Despite his focus on his hometown and community, Berry became known across the country. The New York Times described him as a “one-man racial reconciliation committee” due to his work sharing both Black history and Orthodox Christian spirituality. In 2022, Berry was honored by the Eastern Orthodox Church with the highest honor bestowed upon a priest, the Jeweled Cross. In 2023, Missouri State University inducted Berry into the Missouri Public Affairs Hall of Fame.

Berry went on a spiritual pilgrimage for much of his life that eventually led him to return to the land that birthed him. “It’s home to me,” Berry said. “It’s, as a matter of fact, when I came back here, it was almost like coming to a mythical place. Because all my most fond memories occurred in this town.

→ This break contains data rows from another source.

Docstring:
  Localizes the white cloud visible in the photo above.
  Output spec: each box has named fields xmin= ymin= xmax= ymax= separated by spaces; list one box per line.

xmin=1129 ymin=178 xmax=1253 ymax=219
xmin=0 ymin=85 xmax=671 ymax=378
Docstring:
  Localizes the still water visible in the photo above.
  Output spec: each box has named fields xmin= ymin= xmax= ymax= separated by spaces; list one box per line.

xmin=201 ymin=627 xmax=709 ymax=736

So, sort of like a little Tom Sawyer, Huckleberry Finn town, and I grew up here. So coming back was more than just returning home. And you know the old expression, people say you can never come home. I found that not to be the case here.”

According to the Springfield News-Leader, Berry returned to Ash Grove after he inherited the family farm built by his great-grandfather in 1875. Berry’s antecedents created the space following their freedom from enslavement after the Civil War. Part of the property includes a cemetery, which was renamed Resurrection Cemetery.

Originally dedicated in 1875 to “Slaves, Indians, and Paupers,” all groups who were traditionally denied spaces to be buried in Missouri’s segregated cemetery system. Resurrection Cemetery is currently listed on both the national and Greene County registers of historic places.